Kriteria Mencintai Rasulullah: Kewajiban Mencintai Nabi Muhammad SAW

Islam
Ilustrasi: istockphoto

Mencintai Rasulullah Muhammad SAW merupakan salah satu prinsip yang sangat penting dalam agama Islam. Rasulullah adalah utusan Allah yang diutus untuk membawa petunjuk-Nya kepada umat manusia.

Mencintai Rasulullah bukanlah sekadar perasaan yang muncul secara spontan, tetapi merupakan suatu kriteria yang perlu dipahami dan diamalkan oleh setiap muslim. Dalam Islam, mencintai Rasulullah adalah wajib bagi setiap muslim. Allah SWT berfirman dalam Al-Qur’an, Surah Al-Imran ayat 31.

 قُلْ اِنْ كُنْتُمْ تُحِبُّوْنَ اللّٰهَ فَاتَّبِعُوْنِيْ يُحْبِبْكُمُ اللّٰهُ وَيَغْفِرْ لَكُمْ ذُنُوْبَكُمْ ۗ وَاللّٰهُ غَفُوْرٌ رَّحِيْمٌ

Bacaan Lainnya
DONASI

Artinya: “Katakanlah (Muhammad), jika kamu (benar-benar) mencintai Allah, ikutilah aku, niscaya Allah mengasihi dan mengampuni dosa-dosamu.”

Ayat ini menunjukkan bahwa mencintai  Allah dan Rasul-Nya saling terkait dan merupakan bagian integral dari keyakinan seorang muslim. Ayat ini juga memberikan penjelasan yang sangat kuat untuk mematahkan pengakuan orang-orang yang mengakui mencintai Allah SWT sepanjang waktu, sedangkan amal perbuatannya berlawanan dengan ucapan-ucapan itu.

Maka bagaimana bisa seseorang mengaku cinta kepada Allah SWT dan pada saat yang sama seseorang itu telah membelakangi perintah-Nya.
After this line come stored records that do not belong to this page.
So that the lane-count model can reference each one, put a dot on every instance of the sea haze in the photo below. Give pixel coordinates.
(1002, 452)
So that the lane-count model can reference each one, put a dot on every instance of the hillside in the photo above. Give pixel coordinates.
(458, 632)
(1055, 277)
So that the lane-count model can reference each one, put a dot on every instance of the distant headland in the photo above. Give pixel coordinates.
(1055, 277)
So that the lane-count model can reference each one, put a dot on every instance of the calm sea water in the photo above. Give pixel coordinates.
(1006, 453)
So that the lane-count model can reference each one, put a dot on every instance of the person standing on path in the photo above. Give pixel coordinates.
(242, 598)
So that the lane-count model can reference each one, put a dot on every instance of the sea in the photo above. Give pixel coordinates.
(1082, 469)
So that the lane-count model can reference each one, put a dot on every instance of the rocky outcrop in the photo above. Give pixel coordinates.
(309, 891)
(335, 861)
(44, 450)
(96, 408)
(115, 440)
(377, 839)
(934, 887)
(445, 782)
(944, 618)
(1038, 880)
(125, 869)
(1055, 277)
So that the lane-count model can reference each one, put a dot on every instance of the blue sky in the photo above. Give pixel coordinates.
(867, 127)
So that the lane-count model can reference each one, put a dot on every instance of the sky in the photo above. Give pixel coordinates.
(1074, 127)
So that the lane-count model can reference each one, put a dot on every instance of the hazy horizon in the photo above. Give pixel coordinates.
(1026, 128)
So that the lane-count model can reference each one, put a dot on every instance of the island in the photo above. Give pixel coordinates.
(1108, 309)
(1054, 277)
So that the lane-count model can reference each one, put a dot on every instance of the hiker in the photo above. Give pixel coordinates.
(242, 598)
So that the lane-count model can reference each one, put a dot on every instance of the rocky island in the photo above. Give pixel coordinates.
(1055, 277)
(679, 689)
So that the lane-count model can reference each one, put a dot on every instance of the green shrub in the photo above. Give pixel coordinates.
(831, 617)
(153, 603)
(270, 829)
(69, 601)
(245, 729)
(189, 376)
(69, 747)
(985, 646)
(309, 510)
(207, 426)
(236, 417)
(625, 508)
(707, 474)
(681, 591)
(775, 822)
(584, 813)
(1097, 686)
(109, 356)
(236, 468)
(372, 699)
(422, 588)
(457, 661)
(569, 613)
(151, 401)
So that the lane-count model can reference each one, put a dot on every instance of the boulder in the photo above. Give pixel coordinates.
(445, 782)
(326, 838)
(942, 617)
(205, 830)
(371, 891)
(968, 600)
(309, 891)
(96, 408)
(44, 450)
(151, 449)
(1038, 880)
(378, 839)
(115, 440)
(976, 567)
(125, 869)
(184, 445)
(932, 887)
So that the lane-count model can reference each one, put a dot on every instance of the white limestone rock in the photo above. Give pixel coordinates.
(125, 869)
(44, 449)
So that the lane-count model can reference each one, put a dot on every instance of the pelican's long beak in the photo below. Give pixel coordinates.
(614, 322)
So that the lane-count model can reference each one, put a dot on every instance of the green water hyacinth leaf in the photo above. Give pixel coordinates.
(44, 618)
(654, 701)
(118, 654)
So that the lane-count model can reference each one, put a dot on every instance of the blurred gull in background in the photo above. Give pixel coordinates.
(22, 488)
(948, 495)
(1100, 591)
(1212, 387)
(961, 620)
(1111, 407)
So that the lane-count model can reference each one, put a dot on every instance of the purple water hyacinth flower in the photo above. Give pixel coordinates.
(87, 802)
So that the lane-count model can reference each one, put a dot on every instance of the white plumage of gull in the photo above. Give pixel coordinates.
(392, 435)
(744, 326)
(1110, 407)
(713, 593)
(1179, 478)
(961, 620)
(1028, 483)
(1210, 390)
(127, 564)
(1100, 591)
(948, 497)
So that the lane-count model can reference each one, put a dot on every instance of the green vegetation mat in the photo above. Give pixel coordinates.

Siapa yang telah mencintai Allah SWT, tapi tidak mengikuti jalan dan petunjuk Rasulullah, maka pengakuan cinta itu palsu dan dusta.

Rasulullah bersabda: “Siapa melakukan perbuatan tidak berdasarkan perintah kami maka perbuatan itu ditolak.” (Riwayat Al-Bukhari).

Mencintai Rasulullah SAW merupakan sumber kebahagiaan di dunia dan di akhirat, atau sumber kekuatan di dalam hati yang biasanya disebut the power of love atau dalam bahasa Indonesia dapat diartikan menjadi “kekuatan cinta”.

Kalau kita mencintai Rasulullah SAW maka harus mengikuti perkataan, perbuatan, serta ketetapan Rasulullah SAW. Contoh salah satu cara mencinta Rasulullah SAW dan bentuk peneladanan karakter yang baik adalah dengan cara membaca sholawat, karena sholawat juga bisa dapat dijadikan wasilah mendapat syafaat beliau dengan sebagai rasa penghormatan terhadap beliau.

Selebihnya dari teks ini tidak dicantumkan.